Après les couacs de la session extraordinaire, les députés LREM doivent revenir à l’école pour un stage de perfectionnement. Applaudir les membres du gouvernement quand ils prennent la parole ne suffit pas : il faut qu’ils montrent leur unité, qu’ils sachent intervenir en commission, qu’ils ne paraissent pas trop ridicules dans les débats.
"Cela tient à la fois de journées d’intégration, d’exercices de motivation, de séances de formation : en aucun cas de recadrage", assure un porte-parole de La République en marche.
L’organisation est soignée... Sur une estrade, au milieu de ses ouailles, Richard Ferrand, leur président, s’active : à la fois coach et camelot, il veut ressouder ses troupes et vante ses produits. Un côté « team building », parfaitement assumé, pour favoriser la gestion du stress, la cohésion et l’esprit d’équipe.

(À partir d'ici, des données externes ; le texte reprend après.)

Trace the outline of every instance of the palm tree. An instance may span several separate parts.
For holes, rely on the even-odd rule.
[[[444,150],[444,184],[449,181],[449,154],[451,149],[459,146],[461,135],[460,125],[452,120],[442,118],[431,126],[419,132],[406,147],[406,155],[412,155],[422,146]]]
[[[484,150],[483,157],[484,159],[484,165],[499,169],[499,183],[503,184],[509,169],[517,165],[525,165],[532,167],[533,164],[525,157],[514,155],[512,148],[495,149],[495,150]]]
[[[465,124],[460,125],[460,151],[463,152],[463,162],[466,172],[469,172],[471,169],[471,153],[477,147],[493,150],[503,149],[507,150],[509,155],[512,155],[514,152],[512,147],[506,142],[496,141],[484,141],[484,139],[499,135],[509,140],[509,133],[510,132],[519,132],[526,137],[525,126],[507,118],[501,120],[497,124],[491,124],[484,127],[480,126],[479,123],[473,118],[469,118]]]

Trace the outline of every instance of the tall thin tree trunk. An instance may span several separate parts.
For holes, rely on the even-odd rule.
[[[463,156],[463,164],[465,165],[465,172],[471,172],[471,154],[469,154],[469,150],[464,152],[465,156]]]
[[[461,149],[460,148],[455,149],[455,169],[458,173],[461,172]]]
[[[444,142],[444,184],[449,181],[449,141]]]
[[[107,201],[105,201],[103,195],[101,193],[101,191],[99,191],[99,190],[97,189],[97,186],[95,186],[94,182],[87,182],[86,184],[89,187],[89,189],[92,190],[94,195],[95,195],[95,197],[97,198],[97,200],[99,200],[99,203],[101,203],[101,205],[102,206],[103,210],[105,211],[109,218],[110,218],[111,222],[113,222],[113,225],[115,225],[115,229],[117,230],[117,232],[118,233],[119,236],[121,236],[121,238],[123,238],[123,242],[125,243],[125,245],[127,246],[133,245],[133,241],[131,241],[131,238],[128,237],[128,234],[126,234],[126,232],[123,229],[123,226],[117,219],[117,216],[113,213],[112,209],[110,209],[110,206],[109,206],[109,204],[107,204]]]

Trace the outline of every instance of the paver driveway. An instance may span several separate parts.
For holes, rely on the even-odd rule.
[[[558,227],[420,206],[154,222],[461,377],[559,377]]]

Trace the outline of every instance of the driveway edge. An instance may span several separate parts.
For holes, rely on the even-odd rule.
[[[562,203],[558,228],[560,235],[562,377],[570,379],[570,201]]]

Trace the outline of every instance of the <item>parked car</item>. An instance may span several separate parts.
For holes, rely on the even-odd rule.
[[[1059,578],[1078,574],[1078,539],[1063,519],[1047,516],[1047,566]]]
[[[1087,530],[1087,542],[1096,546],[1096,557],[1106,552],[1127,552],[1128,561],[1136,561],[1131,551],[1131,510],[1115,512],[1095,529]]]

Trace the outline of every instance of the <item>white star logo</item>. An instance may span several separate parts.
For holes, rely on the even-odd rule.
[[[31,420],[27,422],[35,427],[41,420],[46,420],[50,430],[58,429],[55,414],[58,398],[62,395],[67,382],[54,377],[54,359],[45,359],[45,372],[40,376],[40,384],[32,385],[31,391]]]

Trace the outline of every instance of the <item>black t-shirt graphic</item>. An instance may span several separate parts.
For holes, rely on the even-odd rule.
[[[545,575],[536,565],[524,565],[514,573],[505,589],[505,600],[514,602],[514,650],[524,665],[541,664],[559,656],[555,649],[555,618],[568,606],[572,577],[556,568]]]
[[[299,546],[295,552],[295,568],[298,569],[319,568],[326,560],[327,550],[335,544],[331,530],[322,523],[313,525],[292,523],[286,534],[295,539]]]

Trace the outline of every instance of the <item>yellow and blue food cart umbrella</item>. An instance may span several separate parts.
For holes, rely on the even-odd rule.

Selon l’hebdomadaire Marianne, un participant commente : « À un moment donné, je me suis demandé si Ferrand ne se prenait pas pour Steve Jobs et s'il n'allait pas nous présenter le dernier iPhone. »
Preuve, sans doute, que Macron considère la France comme une entreprise et ses députés comme des personnels qui doivent, avant tout, se montrer productifs et rentables.
En dehors des séances plénières, des travaux pratiques sur des thèmes alléchants : « Se rencontrer et construire des aspirations de groupe », « Mon rôle et mon ambition de député », « Comment être meilleur dans le dépôt d’amendement »… Une école de députés.
On y réalise même des jeux de rôle. Mais attention : pas une tête ne doit dépasser ! La performance, oui, mais pas question de trop se distinguer et de jouer la vedette.
Pourtant, les députés de La République en marche ne sont pas des « illettrés », comme les employés bretons de l’usine Gad, ni « des gens qui ne sont rien » qu’on croise dans les gares. Ce sont, pour la grande majorité, « des gens qui ont réussi » et appartiennent aux catégories socio-professionnelles privilégiées, "les CSP+", comme les appelle l’INSEE.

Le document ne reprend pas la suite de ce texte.